Senin 07 Sep 2015 18:58 WIB

Menkeu: Utang Dibutuhkan Buat Pertumbuhan

Rep: Satria Kartika Yudha/ Red: Teguh Firmansyah
Layar monitor menunjukan pergerakan grafik surat utang negara di Delaing Room Treasury (ilustrasi).
Foto: Republika/Wihdan
Layar monitor menunjukan pergerakan grafik surat utang negara di Delaing Room Treasury (ilustrasi).

REPUBLIKA.CO.ID, JAKARTA -- Menteri Keuangan Bambang Brodjonegoro menyebut penarikan utang dalam sebuah bisnis atau kegiatan perekonomian adalah sebuah kewajaran. Asalkan, utang tersebut digunakan untuk kegiatan produktif.

"Pengusaha juga sudah banyak yang bicara kalau yang namanya bisnis tidak mungkin bisa berkembang tanpa utang," kata Bambang di kawasan Menteng, Jakarta Pusat, Senin (7/9).

Seperti diketahui, Indonesia memiliki utang cukup besar. Berdasarkan data Bank Indonesia per triwulan II 2015, utang luar negeri Indonesia telah menyentuh angka 304,3 miliar dolar AS.

Swasta berkontribusi lebih besar dalam utang tersebut, yaitu 169,7 miliar dolar AS atau setara 55,8 persen. Sedangkan pemerintah dan bank sentral 134,60 miliar dolar AS.

Bambang mengatakan, utang tidak akan menimbulkan masalah besar apabila memang digunakan untuk hal produktif. Misalnya, pengusaha yang berutang untuk memajukan usahanya.
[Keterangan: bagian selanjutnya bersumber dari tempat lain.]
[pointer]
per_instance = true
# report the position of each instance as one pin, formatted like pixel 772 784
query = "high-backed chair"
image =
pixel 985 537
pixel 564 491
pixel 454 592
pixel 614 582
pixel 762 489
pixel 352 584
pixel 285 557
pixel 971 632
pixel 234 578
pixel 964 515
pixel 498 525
"Berarti dia memakai utang untuk kegiatan produktif. Kalau mau pertumbuhan, maka memang ada utang yang dibutuhkan," ujar Bambang.

Menurut dia, hal tersebut juga berlaku bagi pemerintah. Indonesia harus menarik utang mengingat pendapatan pajak dan nonpajak tidak cukup untuk membiayai seluruh belanja negara.

Namun, pemerintah saat ini tidak berutang untuk hal-hal konsumtif. Melainkan digunakan untuk kegiatan produktif seperti membangun infrastruktur yang diyakini dapat mendorong perekonomian nasional. "Selama utang itu untuk hal produktif, tidak ada masalah,"  katanya.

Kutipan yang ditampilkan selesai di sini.